For the uninitiated, prepone means to bring something forward to an earlier date or time. Or very simply, it is the opposite of postpone.

The word has been a part of Indian English for decades, but it is shunned in many formal settings. It creeps into the occasional newspaper article, but is largely absent from books. In high school, my English teachers never failed to emphasise the lowly status of the word. The other day, I asked a group of friends – an editor at a publishing house, a theatre actor, a marketing expert, and a college professor – if they ever wrote prepone in work emails? The answer was a definitive no. When I used it at an upscale restaurant in south Delhi, my friend could barely hide his smirk.

Sadly, prepone’s lack of acceptance in highbrow Indian circles has clearly tarnished its chances of gaining international recognition.

And that’s part of a larger problem – Indian English is as storied, authentic and valid an offshoot as American English, Hong Kong English or Jamaican English, but we don’t celebrate it as such.

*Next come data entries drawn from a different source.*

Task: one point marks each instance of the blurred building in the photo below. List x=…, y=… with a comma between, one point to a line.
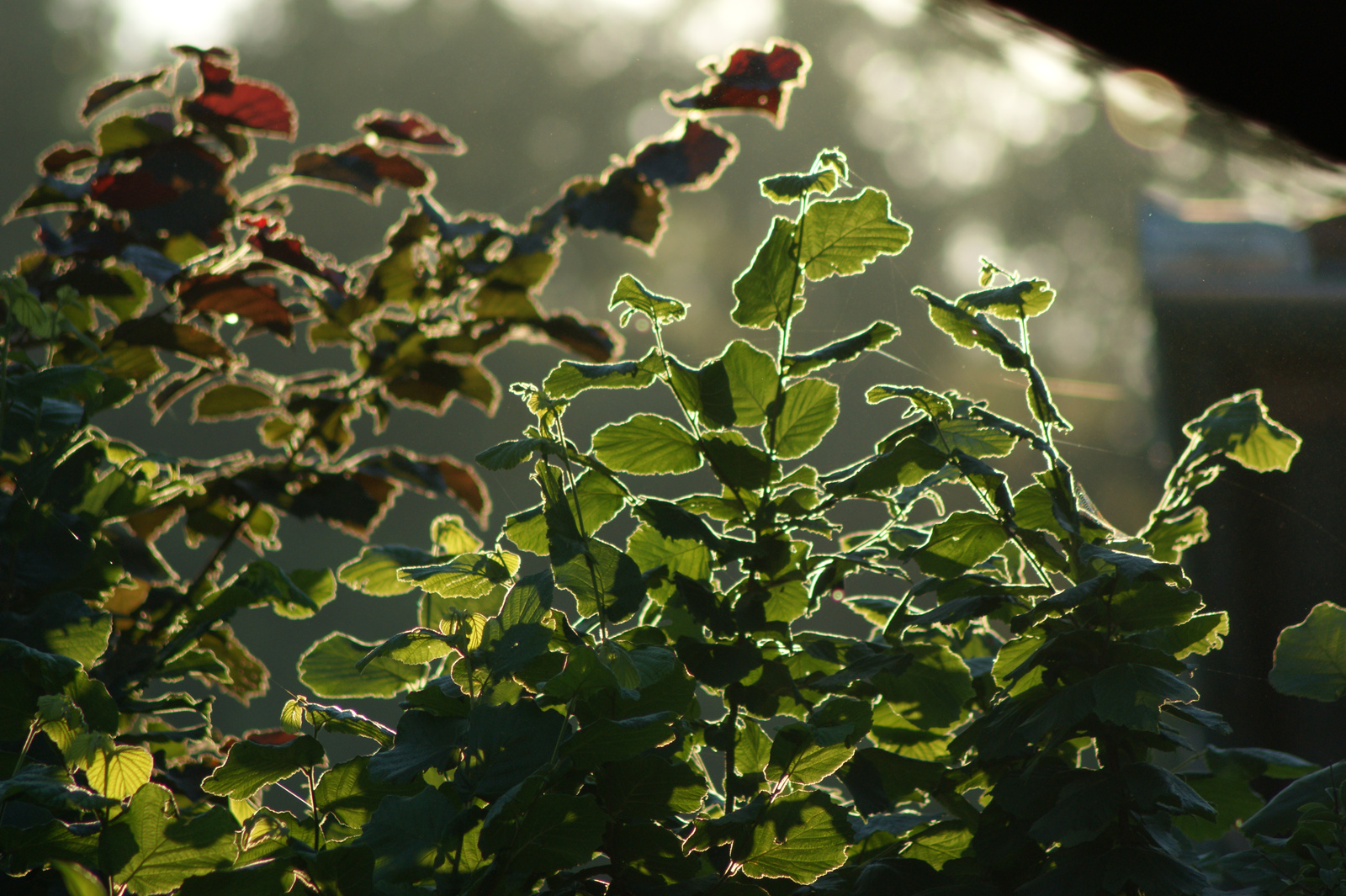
x=1237, y=305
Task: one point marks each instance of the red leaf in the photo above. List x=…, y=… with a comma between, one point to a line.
x=62, y=156
x=414, y=128
x=289, y=249
x=361, y=168
x=231, y=294
x=691, y=156
x=114, y=89
x=237, y=103
x=135, y=190
x=750, y=82
x=621, y=202
x=434, y=476
x=594, y=341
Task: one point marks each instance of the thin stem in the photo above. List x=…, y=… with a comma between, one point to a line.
x=730, y=775
x=313, y=808
x=266, y=188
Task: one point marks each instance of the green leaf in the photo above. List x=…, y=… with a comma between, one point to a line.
x=343, y=721
x=424, y=740
x=273, y=877
x=464, y=576
x=120, y=771
x=551, y=833
x=827, y=171
x=646, y=444
x=1280, y=814
x=652, y=549
x=649, y=786
x=1310, y=658
x=603, y=581
x=843, y=236
x=511, y=453
x=737, y=463
x=374, y=572
x=249, y=767
x=940, y=846
x=767, y=292
x=405, y=835
x=53, y=788
x=451, y=537
x=606, y=740
x=1243, y=429
x=633, y=294
x=268, y=583
x=570, y=379
x=415, y=647
x=933, y=691
x=152, y=851
x=972, y=330
x=329, y=671
x=40, y=319
x=969, y=437
x=505, y=745
x=801, y=835
x=80, y=880
x=906, y=463
x=874, y=337
x=1023, y=299
x=879, y=779
x=738, y=386
x=232, y=401
x=751, y=748
x=808, y=752
x=808, y=413
x=960, y=543
x=1173, y=536
x=352, y=794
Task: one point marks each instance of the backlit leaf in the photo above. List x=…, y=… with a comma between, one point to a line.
x=646, y=444
x=249, y=767
x=843, y=236
x=1023, y=299
x=633, y=294
x=374, y=572
x=691, y=156
x=808, y=413
x=329, y=671
x=739, y=386
x=570, y=379
x=414, y=130
x=120, y=771
x=801, y=835
x=415, y=647
x=1243, y=431
x=154, y=851
x=960, y=543
x=750, y=81
x=767, y=292
x=1310, y=658
x=874, y=337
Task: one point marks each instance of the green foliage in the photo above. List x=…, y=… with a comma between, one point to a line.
x=619, y=692
x=152, y=265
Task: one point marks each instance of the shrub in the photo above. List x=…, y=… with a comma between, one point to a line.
x=623, y=693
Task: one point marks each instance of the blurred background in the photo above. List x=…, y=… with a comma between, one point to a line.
x=1181, y=240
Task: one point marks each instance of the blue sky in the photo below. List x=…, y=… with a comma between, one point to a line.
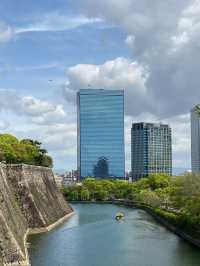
x=49, y=49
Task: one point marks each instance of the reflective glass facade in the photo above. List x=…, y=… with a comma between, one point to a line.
x=195, y=139
x=151, y=149
x=101, y=133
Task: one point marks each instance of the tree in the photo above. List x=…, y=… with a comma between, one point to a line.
x=25, y=151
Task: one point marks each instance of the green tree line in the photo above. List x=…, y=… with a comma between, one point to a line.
x=28, y=151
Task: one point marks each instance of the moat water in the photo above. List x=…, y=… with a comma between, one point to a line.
x=92, y=237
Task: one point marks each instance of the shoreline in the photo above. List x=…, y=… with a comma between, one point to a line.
x=160, y=219
x=41, y=230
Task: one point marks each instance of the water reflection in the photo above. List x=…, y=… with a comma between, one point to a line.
x=92, y=237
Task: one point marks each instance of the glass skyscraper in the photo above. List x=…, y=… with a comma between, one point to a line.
x=101, y=133
x=195, y=139
x=151, y=149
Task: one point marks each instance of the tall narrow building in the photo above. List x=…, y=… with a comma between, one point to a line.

“I feel there is an obvious prejudice against Indian English, which is also felt by educated users of Indian English,” Hany Babu, a professor at Delhi University, told Quartz. “When an educated Indian user tends to use an ‘Indianism,’ she often makes it a point to let the listener know that she is aware of the fact that it is a usage peculiar to Indian English by saying something like ‘as we say in Indian English’ or something to that effect.”

If these prepone naysayers can’t embrace Indian English, maybe they should take note of this surprising fact: Prepone exists in Oxford English Dictionary (OED), aka, “the definitive record of the English language.”

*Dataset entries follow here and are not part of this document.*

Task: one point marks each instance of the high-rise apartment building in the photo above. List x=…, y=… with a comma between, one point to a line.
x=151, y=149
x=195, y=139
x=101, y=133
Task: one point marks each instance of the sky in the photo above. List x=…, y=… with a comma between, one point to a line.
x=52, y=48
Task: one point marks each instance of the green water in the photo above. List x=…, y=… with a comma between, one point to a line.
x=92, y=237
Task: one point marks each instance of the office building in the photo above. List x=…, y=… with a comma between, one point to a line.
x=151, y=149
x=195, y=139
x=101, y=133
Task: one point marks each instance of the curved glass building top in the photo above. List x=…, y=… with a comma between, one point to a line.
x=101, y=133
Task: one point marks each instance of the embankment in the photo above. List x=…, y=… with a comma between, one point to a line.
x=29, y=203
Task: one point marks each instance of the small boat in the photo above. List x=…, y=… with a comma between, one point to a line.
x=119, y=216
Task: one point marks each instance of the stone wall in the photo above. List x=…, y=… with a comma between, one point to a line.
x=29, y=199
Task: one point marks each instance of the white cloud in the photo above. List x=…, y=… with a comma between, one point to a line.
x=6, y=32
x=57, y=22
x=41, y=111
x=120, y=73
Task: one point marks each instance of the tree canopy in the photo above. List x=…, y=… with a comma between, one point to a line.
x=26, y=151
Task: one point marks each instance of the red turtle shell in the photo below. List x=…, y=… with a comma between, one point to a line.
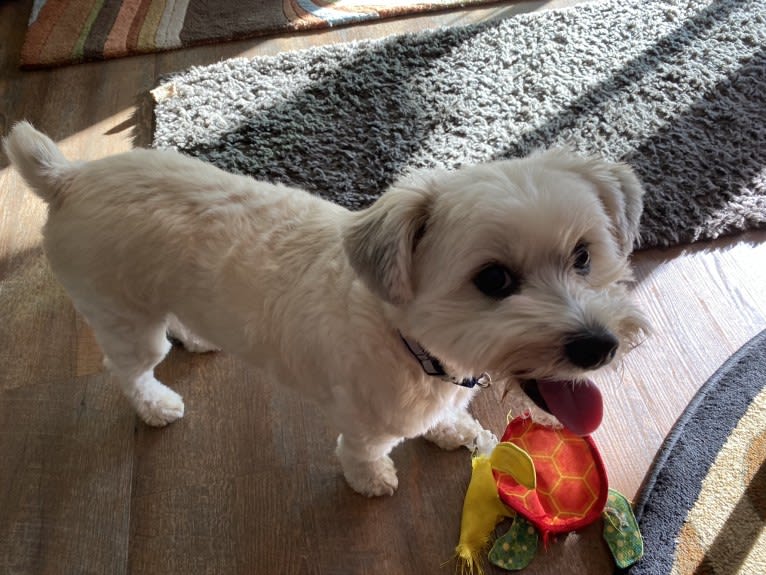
x=572, y=485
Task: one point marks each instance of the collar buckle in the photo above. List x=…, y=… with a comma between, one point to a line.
x=433, y=367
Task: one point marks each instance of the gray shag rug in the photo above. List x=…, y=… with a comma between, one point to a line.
x=677, y=89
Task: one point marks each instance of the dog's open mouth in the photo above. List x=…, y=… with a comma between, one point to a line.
x=578, y=405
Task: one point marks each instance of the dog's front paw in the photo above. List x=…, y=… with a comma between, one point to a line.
x=372, y=478
x=158, y=405
x=456, y=429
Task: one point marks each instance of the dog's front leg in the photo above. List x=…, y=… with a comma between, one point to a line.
x=366, y=465
x=458, y=428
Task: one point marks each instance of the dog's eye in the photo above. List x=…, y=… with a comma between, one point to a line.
x=581, y=258
x=496, y=281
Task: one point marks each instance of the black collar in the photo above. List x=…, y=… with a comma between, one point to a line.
x=433, y=366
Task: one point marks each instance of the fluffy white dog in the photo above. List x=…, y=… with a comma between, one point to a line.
x=384, y=316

According to the dictionary, the word is mostly attributed to Indian English, but it was first used in the 16th century, long before English spread in India. At that point, it meant “to place in front of.” It comes from the Latin praeponere.

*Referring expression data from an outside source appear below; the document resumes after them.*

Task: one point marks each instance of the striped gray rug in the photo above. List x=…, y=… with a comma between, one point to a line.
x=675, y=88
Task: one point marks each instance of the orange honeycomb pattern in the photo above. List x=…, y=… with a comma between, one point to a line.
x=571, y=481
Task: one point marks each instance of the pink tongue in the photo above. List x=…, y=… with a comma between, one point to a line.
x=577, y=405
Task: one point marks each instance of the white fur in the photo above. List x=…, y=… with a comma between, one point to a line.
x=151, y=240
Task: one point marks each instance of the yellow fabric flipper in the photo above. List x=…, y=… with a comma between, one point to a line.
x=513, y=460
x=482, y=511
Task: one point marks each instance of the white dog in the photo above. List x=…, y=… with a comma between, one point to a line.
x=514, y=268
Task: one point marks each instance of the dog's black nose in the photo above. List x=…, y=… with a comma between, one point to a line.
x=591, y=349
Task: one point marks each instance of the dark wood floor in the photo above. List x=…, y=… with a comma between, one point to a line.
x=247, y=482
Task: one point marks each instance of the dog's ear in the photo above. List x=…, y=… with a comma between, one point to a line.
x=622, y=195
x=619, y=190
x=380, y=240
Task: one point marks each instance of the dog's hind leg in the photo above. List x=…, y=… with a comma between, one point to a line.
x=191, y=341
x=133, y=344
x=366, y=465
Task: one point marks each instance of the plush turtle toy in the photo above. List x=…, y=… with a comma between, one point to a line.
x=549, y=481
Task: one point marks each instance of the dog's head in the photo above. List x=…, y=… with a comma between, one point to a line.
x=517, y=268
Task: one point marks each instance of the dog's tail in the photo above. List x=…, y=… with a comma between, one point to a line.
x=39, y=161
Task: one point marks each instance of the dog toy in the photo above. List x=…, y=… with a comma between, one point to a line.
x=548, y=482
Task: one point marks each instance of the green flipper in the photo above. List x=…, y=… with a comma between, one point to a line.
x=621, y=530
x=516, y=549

The first person to use it in print, according to the OED, was Robert Crowley, a Puritan social reformer who wrote in 1549: “I do prepone and set the Lord alwaye before myne eyes.”

After the mid-1600s, there is no record of the word for nearly three centuries. It resurfaced before World War One, and this time it had shorn its Latin origins.

“For the benefit mainly of the legal profession in this age of hurry and bustle may I be permitted to coin the word ‘prepone’ as a needed rival of that much revered and oft-invoked standby, ‘postpone,'” a reader wrote in the New York Times (paywall) in December of 1913.

The word’s use seems to have more or less disappeared from the West in more recent decades, but it has been wholeheartedly embraced by South Asians.

To repeat a hoary, old cliche, language constantly evolves, and newly-minted words are essential to its survival. Imagine, if we had not accepted neologisms such as “selfie” or “microblogging” today? It is a travesty that words that are significantly less useful than prepone are gaining global popularity. (I’m thinking of “amazeballs” and “chillax,” just to name two.)

It is time we do the English language a favour, and give prepone its deserved moment in the sun.